Mass
consumerism is destroying our planet. This Black Friday, let’s take a stand
Alan
Bradshaw
With
climate catastrophe on the horizon, we should reject this orgy of consumption –
and find joy in not shopping at all
Fri 29 Nov
2019 10.06 GMTLast modified on Fri 29 Nov 2019 10.12 GMT
In 2008 a
Walmart worker was trampled to death by crowds at a Black Friday shop opening
in New York. The event was one of a handful of incidents that became emblematic
of that distinctly American occasion. Black Friday, which takes place today,
still registers as the busiest shopping day of the year in the US.
But in
recent years, shopping aisles in the UK have started to tremble too. Black
Friday, once only seen by Britons when watching US television shows, is a
regular part of the calendar.
It was most
noticeably introduced, in 2013, by Asda, itself owned by Walmart, alongside
mainstream retailers such as Argos, John Lewis and Amazon. Slowly these strange
annual scenes of feverish consumption made news across the UK: the police were
called to 15 different Tesco outlets in 2014.
Inevitably,
Black Friday has now established itself as one the biggest retailing days in
Britain, too – but this year it’s a far more muted affair, with sales spread
over an extended period. Amazon, for example, now heralds Black Friday with a
whole week of discounts – a trend matched by many competitors. While some
retailers continue to tantalise shoppers by announcing their Black Friday
opening hours, the day itself hasn’t the spectacular veneer of its US cousin.
In Britain
there is a long tradition of moralising about mindless materialism. As far back
as the Elizabethan era, a moral panic emerged about an “orgy of spending”.
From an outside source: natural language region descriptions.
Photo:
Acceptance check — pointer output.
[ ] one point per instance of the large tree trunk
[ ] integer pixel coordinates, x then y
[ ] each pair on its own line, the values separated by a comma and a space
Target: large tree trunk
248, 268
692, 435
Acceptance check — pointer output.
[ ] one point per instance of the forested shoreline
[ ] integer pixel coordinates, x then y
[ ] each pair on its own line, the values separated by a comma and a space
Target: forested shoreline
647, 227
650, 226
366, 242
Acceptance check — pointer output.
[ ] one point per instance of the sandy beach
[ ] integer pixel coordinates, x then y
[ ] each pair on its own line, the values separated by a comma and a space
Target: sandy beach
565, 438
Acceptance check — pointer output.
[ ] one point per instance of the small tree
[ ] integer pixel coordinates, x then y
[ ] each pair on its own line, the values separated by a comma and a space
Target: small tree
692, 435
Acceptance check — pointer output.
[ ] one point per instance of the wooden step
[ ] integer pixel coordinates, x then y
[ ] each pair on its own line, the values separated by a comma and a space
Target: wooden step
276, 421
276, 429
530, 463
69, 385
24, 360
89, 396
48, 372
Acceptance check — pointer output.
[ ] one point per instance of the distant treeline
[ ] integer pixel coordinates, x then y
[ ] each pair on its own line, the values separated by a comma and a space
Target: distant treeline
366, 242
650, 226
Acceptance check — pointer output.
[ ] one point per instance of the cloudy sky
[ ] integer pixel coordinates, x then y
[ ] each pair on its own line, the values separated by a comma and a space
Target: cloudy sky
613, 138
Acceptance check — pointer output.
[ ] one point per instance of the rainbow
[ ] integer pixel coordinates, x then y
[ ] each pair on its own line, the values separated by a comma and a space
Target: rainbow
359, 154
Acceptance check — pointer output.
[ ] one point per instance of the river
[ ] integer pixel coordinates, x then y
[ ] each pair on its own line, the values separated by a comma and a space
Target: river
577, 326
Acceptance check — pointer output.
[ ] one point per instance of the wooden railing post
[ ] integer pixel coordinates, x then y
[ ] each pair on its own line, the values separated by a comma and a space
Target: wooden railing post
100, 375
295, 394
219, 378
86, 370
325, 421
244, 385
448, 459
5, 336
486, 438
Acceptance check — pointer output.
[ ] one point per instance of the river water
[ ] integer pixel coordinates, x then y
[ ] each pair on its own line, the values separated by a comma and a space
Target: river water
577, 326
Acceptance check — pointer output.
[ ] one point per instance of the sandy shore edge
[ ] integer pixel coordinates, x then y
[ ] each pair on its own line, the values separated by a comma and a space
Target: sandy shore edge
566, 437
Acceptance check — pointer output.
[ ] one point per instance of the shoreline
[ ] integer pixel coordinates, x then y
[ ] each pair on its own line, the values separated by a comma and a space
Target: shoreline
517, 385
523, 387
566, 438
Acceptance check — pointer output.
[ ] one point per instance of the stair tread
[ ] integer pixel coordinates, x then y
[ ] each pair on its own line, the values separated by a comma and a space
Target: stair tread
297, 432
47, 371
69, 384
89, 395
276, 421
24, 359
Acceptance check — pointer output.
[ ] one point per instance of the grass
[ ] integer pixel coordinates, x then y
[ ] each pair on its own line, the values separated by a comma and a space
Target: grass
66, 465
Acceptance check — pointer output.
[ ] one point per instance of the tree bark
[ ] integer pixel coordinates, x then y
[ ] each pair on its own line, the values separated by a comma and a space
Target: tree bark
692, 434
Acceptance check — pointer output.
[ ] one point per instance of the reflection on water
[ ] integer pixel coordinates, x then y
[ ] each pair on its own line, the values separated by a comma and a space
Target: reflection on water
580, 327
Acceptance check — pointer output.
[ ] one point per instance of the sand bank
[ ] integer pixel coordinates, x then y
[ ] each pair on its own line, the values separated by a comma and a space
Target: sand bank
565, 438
Later, Marxist philosophers such as Theodor W Adorno treated the consumerism of
the postwar era as a foolish “fetish”. Books such as The Hidden Persuaders by
Vance Packard, published in 1957, and No Logo by Naomi Klein in 1999, became
huge sellers in their eras, both describing a world that had become colonised
by marketing and branding.
By the
1990s and 2000s, exuberant consumer culture was confronted by an equally
exuberant anti-consumerism. Popular movements such as Adbusters and Reverend
Billy and the Church of Stop Shopping, and movie hits such as Fight Club and
American Psycho denounced a spiritually bankrupt culture. These concerns were
accompanied by increasing environmental activism. By now, confronted by the
stark realism of the climate emergency messages delivered by Greta Thunberg and
Extinction Rebellion, the penny is starting to drop as we learn to correlate
our lifestyles with the fate of the planet.
Today, in
austerity Britain (and, yes, for all the talk of spending promises, austerity
is still here), the idea of excessive consumerism seems to have lost much of
its resonance. Memories of consumerism and easy credit seem to have become
tainted by the recession. Academics have observed how Britons felt ashamed of
their pre-crash consumerism and (wrongly) felt personally accountable for the
austerity that followed, identifying particular consumer objects – such as
expensive tracksuits and conservatories – as symptomatic of a flaw in the
national character.
For many
consumers, shopping has become mixed with guilt and a sense of responsibility
as it increasingly depends on credit card debt and the labour of poorly paid
and precarious workers – and it has a heavy environmental toll. Buying
something today is also an experience drained of fun: it often entails making
sure you are in when the package arrives, unpacking it and realising that it
isn’t what you wanted.
In this
context, Black Friday arrives in all its ambivalence. We may still be served
the familiar spectacles of excited consumers carrying giant plasma TVs out of
shops, while an army of delivery workers ring doorbells throughout the nation.
But there is no shine and veneer, and the rampant consumerism of the 1990s,
with its attendant resistance, seems very far away.
The time is
right for a more resonant and joyful anti-consumerism. The recognition that we
need to downsize our lifestyles for environmental reasons now corresponds not
with the false political economy of austerity, but the very real awareness of
the damage that consumer capitalism wreaks on the world.
The
challenge, then, is to make anti-consumerism joyful by emphasising the
satisfaction and necessity of becoming more sustainable and refusing to fuel a
system grounded in the exploitation of people and the environment. Today, the
greatest pleasures might be found in not shopping at all.
• Alan
Bradshaw is a professor of marketing at Royal Holloway, University of London
and is proudly on strike. He is author of Advertising Revolution: The Story of
a Song From Beatles Hit to Nike Jingle.